Ma oggi? In ossequio alla povertà si fanno, ad esempio, sparire candelieri solenni dagli altari anzi, pensandoci bene si fanno sparire gli altari stessi, sostituendoli con tavolini, cubi di legno, blocchi di pietra e altre oscenità paleolitiche simili. Ciò è fatto in linea allo “spirito del Concilio”, giustificando in tal modo l’esecrabile ripudio dello splendore divino che in passato con tanta alacrità si era edificato, non per sostituirlo con qualcosa di migliore, bensì con qualcosa di evidentemente e consapevolmente peggiore, con l’intento di trasmettere un concetto di povertà maggiore comune nell’immaginario collettivo. D’altronde, compiere il divin sacrificio su un blocco di cemento armato con due portacandele antropomorfi di coccio trasmette un maggior senso di povertà rispetto a una elevazione su un altare barocco dove un figurativo trionfo angelico accompagna la vista e suscita il pathos necessario alla contrizione dell’uomo. Questo leitmotiv diffuso non si sottrae nemmeno in Vaticano. È oramai prassi consolidata assistere ad una crescente decadenza ivi presente, in ossequio a una fittizia povertà che in realtà è puro pauperismo. Di quale povertà si parli poi ci verrebbe da domandare loro, giacché le antiche e solenni pianete papali (a costo zero nell’uso) giacciono nelle sacrestie in attesa speranzosa di tempi migliori mentre nuovi costosi parati solo apparentemente poveri nella foggia e nel simbolismo, vengono acquistati e utilizzati per funzioni che nemmeno lontanamente ricordano quelle di Pio XII, quasi si parlasse di due religioni differenti. L’immaginario comune, studiato, proposto e foraggiato dalle attuali alte schiere vaticane, si orienta dunque verso un’immagine di cesura nei confronti del passato, volendo proporsi come umile, povero, pio, totalmente dedito a una “Chiesa degli ultimi”, con un atteggiamento che non puzzi di solennità, di autorità, di simbolismo, men che meno di sacro. Ci si vergogna quasi della ricchezza della Chiesa di ieri, totalmente ignari che una Chiesa povera non serve a nessuno ed è priva di qualsivoglia autorità, soltanto una Chiesa ricca ha le risorse per poter aiutare i più indigenti, tanto economicamente quanto spiritualmente. E per fare ciò la si spoglia integralmente di tutto, e si vende l’idea che oggi più che un tempo si pensi agli ultimi mentre i papi del passato erano dediti a una vita di lussi, di smancerie e di protocolli di corte che poco si confanno alle idee postconciliari.

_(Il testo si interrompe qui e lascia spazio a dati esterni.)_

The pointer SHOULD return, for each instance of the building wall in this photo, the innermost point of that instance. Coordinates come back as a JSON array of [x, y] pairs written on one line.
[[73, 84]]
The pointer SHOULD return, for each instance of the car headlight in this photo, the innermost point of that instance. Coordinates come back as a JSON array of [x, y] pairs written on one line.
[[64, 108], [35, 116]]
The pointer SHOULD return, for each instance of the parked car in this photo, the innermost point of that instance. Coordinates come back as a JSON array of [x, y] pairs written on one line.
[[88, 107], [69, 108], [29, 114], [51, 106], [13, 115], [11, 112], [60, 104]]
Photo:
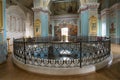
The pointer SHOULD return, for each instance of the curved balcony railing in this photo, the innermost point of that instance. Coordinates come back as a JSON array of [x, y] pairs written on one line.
[[52, 52]]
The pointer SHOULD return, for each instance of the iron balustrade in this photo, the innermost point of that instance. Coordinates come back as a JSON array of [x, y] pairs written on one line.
[[51, 52]]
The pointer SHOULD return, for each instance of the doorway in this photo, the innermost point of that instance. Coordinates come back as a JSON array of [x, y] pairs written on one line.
[[64, 34]]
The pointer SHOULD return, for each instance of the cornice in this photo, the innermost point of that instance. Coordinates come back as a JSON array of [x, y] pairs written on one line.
[[75, 16]]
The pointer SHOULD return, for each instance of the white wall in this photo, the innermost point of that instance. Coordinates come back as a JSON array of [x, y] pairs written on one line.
[[19, 22]]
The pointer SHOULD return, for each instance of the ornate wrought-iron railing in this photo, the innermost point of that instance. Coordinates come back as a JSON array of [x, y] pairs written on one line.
[[51, 52]]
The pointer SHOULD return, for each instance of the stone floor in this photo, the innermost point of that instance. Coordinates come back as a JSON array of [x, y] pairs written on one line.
[[8, 71]]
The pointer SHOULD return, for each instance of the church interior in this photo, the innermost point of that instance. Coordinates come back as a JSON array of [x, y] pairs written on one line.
[[59, 39]]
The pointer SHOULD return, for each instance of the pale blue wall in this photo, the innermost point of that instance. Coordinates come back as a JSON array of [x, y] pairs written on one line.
[[53, 29], [99, 26], [44, 24], [84, 23]]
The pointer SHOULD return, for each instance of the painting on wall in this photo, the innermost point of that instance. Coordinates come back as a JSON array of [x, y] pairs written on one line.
[[64, 8], [1, 19], [93, 25]]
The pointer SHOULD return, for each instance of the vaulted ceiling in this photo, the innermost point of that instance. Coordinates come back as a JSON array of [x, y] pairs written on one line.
[[29, 3]]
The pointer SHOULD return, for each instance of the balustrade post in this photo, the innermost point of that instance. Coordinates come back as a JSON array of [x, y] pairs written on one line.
[[13, 46]]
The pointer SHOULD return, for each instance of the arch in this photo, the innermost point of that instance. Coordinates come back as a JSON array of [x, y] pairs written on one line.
[[16, 22], [37, 28]]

Una delle condanne moderniste alla tradizione cattolica e ai suoi esponenti riguarda proprio il concetto di povertà. Solamente i figli del progressismo sessantottino, amici allegri degli incontri eterodossi di Assisi, degli oratori dove Gesù latita e delle preghiere di Taizé, si sentono veramente misericordiosi e coerenti con gli ideali evangelici, poiché associano alla povertà apparente dei loro abiti (ricordiamo tuttavia come essi indugino nell’indossare la talare, simbolo per eccellenza dell’umiltà sacerdotale e attualmente osteggiata persino presso la Santa Sede) la povertà delle beatitudini. E lì si fermano, non vanno oltre, ma anzi condannano chi anziché vestire casuline arcobaleno in poliestere con qualche spiga di grano cucita qua e là opta, sceglie di recuperare le pianete dei suoi predecessori, solenni, serie, esprimenti pienamente la dignità sacerdotale. Li si addita di superbia, vanità, mancanza di povertà, colpevoli di avere ancora un senso del sacro e del simbolo nella loro integrale solennità. L’odio verso la tradizione è sostanzialmente l’odio verso il sacro.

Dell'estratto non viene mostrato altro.